In the AVMA, Dr. Johnson served on several committees, most notably the Council on Biologics and Therapeutic Agents (COBTA) and the Veterinary Practice Act revision task force. Critical AVMA/ AABP issues of the period were Extra-Label Drug Use Policies, and formulating the Veterinary, Client, Patient Relationship (VCPR) criteria as the foundation of responsible drug use and ethical behavior relative to FDA/CVM policy development.
2017 Beef Inductee – Dr. Rodney G. Oliphant
Rodney G Oliphant, D.V.M., was born in Spearville, Kansas in 1938. He was raised on his family farm in Offerle, Kansas. After high school he attended Kansas State University, where he was a member of Blue Key Honor Society and Farmhouse fraternity. He earned his D.V.M. from Kansas State University in 1963.
After graduation he joined the Air Force to serve his country, working as a veterinarian for two years in Merced, California. Following his time of service, he practiced in Goodland, Kansas until his father took ill in 1970. He then returned to Offerle to start and manage his own practice and ranching business consisting of a 1,000-head commercial herd. He also started a registered Angus cattle herd with his son. In addition, Dr. Oliphant was owner of Oliphant Veterinary Hospital, a mixed animal practice which focused on feedlot care. His feedlot consulting business in Kansas took him into Colorado, Nebraska, Wyoming and Texas, where he consulted for Koch Industries.
Dr. Oliphant is known for his pioneering work in the area of preventive beef medicine and spoke nationally on the issues. His donation of time and knowledge given to the local 4-H clubs and serving on the local school board were just a few examples of how he touched his surrounding community.
Dr. Oliphant was president of the Academy of Veterinary Consultants from 1990-1991. He was a member of the AABP, Kansas Veterinary Medical Association, and Christian Veterinary Mission. Dr. Oliphant served on the board of directors of the veterinary medical divisions of SmithKline Beecham, Pfizer, Merck and Elanco. He also served on the Kansas Board of Veterinary Medical Examiners for numerous years.

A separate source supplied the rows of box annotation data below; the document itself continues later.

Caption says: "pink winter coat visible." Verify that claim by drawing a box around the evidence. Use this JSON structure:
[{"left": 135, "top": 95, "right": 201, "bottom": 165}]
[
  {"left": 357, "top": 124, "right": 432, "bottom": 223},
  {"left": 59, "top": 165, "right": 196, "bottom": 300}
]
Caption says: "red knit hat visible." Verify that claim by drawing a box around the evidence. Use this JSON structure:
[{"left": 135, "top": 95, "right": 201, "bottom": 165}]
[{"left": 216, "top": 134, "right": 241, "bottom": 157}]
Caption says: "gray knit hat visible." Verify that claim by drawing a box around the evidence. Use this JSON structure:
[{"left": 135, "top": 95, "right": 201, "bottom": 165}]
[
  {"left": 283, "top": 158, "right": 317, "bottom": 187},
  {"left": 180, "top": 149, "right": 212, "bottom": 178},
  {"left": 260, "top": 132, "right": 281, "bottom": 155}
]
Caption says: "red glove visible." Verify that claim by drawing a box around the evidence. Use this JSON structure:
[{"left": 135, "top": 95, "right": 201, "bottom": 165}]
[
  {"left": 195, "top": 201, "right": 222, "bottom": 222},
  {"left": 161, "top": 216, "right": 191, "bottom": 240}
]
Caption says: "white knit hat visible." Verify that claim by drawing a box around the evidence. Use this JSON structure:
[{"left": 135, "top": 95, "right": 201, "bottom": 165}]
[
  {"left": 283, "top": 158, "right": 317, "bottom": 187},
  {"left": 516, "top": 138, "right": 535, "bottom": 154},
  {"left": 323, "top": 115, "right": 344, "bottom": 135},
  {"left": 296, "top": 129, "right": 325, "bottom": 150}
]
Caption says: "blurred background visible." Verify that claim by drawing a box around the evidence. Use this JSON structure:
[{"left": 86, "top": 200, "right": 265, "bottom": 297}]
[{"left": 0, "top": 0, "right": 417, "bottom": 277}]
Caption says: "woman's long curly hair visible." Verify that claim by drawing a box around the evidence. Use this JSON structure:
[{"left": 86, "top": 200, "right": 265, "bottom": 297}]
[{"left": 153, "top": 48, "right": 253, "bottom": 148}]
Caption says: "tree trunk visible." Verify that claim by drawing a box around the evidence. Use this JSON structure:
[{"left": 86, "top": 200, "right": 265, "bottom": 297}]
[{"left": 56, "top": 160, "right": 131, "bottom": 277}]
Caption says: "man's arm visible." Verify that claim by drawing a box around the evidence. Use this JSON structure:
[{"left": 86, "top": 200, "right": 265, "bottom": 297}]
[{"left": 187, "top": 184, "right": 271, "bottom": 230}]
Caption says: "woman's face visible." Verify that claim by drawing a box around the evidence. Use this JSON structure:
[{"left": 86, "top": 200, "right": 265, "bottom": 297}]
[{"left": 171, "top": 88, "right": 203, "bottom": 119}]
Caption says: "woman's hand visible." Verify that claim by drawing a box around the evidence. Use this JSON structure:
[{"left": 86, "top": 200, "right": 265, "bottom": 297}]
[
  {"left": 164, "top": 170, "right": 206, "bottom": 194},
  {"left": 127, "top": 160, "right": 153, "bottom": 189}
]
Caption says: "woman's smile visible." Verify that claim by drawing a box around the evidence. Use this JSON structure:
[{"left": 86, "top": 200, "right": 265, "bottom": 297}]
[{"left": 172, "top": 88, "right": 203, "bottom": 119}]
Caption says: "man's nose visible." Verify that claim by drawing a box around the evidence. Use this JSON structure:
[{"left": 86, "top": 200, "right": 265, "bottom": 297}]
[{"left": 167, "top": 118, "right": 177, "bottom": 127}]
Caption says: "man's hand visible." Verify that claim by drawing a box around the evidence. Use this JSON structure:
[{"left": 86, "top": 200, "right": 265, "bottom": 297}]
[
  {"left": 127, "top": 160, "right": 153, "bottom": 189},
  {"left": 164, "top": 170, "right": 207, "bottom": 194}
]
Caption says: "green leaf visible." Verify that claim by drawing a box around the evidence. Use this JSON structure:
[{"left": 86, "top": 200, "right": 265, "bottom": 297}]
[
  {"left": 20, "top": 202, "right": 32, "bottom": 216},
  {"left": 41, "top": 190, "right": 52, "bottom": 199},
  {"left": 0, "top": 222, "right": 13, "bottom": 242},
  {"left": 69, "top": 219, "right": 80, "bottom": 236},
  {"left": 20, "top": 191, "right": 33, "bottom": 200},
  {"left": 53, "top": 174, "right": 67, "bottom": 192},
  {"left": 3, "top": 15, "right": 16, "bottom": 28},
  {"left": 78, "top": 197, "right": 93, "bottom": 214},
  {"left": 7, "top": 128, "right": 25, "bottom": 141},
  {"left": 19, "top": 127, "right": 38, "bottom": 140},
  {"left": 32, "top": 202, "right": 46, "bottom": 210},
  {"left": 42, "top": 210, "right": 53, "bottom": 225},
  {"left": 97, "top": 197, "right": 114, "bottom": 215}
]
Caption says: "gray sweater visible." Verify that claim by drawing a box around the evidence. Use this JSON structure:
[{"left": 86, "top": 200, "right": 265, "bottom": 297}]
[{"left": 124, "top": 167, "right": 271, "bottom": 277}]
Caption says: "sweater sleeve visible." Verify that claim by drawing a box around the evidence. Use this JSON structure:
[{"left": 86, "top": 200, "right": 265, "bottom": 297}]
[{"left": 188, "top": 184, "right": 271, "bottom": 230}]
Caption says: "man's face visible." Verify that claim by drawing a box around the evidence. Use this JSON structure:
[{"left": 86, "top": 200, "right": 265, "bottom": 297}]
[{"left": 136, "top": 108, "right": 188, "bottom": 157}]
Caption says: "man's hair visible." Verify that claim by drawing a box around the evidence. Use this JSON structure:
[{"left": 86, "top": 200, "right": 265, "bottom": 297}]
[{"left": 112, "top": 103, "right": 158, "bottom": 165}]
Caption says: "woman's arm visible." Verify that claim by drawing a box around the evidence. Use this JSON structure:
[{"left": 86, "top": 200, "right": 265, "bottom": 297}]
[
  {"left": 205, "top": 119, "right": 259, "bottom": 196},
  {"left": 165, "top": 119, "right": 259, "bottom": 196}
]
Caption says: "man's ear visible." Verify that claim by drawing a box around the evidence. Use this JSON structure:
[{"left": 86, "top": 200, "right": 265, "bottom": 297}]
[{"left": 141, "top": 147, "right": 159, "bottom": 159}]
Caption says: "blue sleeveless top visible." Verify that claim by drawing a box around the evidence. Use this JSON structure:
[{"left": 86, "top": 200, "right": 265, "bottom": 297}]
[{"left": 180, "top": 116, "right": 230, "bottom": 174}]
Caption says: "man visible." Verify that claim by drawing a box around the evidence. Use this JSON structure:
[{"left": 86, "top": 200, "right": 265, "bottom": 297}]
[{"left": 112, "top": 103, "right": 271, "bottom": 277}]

Dr. Oliphant retired in 2010 and passed away in September of 2012. He will be remembered as a veterinarian who was constantly on a quest for knowledge and a man who inspired others to improve themselves and the ones around them. His legacy will be in the family he left, the people he touched and the example of how to treat others whom we encounter. He was a true mentor to many and respected by all who truly knew him.
About the Cattle Production Veterinary Hall of Fame
Established in 2011, CPVHOF honors the traditions of production veterinary medicine and the individuals who have made a lasting impact on the profession. Through early mornings, late nights and harsh weather conditions, veterinarians are a steadfast and essential part of cattle production. The CPVHOF celebrates the rich traditions of cattle production veterinary medicine by honoring the exceptional men and women who have made lasting contributions to their profession. Inductees are true pioneers whose achievements span their entire careers. The Hall of Fame is sponsored by Merck Animal Health, the American Association of Bovine Practitioners, the Academy of Veterinary Consultants, Bovine Veterinarian magazine and Osborn Barr.